Yes, you got it. The catch is that he's right. Of course, the other catch is that I don't care nearly as much as I should. I bet most people are the same way. It's too bad.

The guy's angry over the trailer for a caper film that came out this summer. The movie, Reds 2, is about Bruce Willis and other government agents who get things done in a madcap, tires-squealing way, with crashes and mishaps. The trailer, which is very clever, intercuts the mishaps and crashes with footage of a press conference where President Obama tries to reassure us, the public, that the NSA is not going to go on a wild ride through our private info. They're professionals who know what they're doing, and have rules to follow. Meanwhile, there's the merry chaos with Willis and the other free spirits as they save our asses from something (a “missing portable nuclear device,” Rotten Tomatoes says).

As it happens, the nutty agents in the film aren't doing any of the things alleged against the NSA. “Nobody is listening in to your telephone calls,” Obama says, and there's Bruce Willis saying “Yeah” into what looks like a sneaker phone. If you're saying “Yeah” into a phone, you're not listening in, you're talking. The match-up between NSA snooping and the Reds 2 movie madness comes down to this: both parties are violating some sort of rule (with the NSA, that would be the presumption of privacy), they're doing it to keep us safe (allegedly) and they were or are doing it in secret.
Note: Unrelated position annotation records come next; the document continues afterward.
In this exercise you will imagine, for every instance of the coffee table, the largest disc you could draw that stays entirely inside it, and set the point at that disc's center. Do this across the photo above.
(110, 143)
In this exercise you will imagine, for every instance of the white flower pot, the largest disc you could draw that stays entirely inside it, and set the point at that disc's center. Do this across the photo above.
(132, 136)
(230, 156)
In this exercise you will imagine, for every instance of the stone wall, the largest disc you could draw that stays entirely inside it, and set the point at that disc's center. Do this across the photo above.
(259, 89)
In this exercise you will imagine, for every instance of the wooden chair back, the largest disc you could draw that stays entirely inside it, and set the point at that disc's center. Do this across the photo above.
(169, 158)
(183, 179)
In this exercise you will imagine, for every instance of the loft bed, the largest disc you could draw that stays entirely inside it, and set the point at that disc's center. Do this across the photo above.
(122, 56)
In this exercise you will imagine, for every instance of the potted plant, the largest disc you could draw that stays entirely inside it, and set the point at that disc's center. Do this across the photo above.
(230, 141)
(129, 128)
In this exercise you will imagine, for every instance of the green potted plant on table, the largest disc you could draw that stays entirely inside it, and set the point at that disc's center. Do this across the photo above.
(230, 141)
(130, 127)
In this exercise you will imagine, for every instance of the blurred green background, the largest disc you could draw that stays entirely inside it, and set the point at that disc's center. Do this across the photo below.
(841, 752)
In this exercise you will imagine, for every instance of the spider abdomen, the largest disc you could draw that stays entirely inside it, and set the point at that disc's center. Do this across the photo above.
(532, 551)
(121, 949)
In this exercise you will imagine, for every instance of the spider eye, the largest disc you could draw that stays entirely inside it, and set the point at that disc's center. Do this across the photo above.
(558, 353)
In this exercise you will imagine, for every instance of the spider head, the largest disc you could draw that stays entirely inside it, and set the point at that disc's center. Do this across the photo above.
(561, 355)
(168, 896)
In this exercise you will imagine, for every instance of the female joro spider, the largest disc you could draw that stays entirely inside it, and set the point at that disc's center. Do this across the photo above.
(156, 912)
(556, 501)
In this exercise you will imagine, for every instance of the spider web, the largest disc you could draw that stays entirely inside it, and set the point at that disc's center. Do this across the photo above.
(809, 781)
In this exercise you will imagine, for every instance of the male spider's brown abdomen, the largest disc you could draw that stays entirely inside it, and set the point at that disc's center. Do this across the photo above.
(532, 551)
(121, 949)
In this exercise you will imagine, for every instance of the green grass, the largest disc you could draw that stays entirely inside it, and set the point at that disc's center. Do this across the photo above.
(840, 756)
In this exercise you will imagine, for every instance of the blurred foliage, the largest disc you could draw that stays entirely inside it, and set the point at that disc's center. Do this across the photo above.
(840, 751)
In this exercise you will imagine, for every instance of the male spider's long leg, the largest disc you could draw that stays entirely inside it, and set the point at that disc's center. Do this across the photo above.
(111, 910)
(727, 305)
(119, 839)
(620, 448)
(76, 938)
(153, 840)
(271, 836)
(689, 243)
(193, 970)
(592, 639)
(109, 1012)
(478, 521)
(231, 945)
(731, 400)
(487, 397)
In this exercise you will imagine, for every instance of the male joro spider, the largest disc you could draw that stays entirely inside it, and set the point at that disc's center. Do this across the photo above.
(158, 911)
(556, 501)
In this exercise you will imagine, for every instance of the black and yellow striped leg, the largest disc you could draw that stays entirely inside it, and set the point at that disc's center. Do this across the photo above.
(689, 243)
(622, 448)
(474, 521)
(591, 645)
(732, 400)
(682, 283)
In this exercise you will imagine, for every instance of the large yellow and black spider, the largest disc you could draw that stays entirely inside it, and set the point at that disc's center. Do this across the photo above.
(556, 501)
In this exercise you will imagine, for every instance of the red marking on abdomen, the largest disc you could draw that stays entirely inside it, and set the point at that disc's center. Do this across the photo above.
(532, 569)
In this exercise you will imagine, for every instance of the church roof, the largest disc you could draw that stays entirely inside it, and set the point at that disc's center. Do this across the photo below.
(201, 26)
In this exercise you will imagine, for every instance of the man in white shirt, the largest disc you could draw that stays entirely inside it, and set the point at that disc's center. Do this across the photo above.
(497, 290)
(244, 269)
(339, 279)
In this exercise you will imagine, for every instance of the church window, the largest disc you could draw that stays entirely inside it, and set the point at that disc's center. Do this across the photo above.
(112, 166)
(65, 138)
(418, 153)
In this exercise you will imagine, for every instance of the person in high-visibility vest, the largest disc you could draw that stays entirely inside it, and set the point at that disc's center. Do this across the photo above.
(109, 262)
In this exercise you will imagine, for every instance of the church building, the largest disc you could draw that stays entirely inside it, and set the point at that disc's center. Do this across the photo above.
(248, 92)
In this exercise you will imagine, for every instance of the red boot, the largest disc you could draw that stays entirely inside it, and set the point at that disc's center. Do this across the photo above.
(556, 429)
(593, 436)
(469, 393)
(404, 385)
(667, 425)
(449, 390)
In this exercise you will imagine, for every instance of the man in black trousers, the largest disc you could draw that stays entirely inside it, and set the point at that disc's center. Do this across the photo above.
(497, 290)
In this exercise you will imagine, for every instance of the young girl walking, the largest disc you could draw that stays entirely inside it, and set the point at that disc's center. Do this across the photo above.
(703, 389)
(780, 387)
Add all that up, and what the clip implies is that the NSA snooping really isn't our business. Yes, the clip presents Obama as a lying frontman for government shenanigans. But the shenanigans in question are saving the world. It's understood in Hollywood films that the big jobs get done by lively screw-ups and hard-bitten mavericks, by people who tell the rules to get stuffed. The mess generated along the way has to be covered up, so a man in a suit tells the voting public there's nothing to see. Maybe the public falls for it, but that's their problem; we, the audience, know better.

The movies' nothing-to-see-here moment has become a minor tradition over the past few decades. It's a joke; part of the raffishness Hollywood has developed about life under our secret government. In The Rock, released a decade and a half ago, Nicolas Cage waggishly asks the top-secret operatives if they can let him in on who killed Kennedy. The joke is that, yeah, they know, and that Cage knows they're not going to tell him. Obama won't tell us what Willis and Helen Mirren are up to. Maybe he isn't telling us what the NSA is up to. So what? They're all saving the world, and we should keep quiet and be entertained.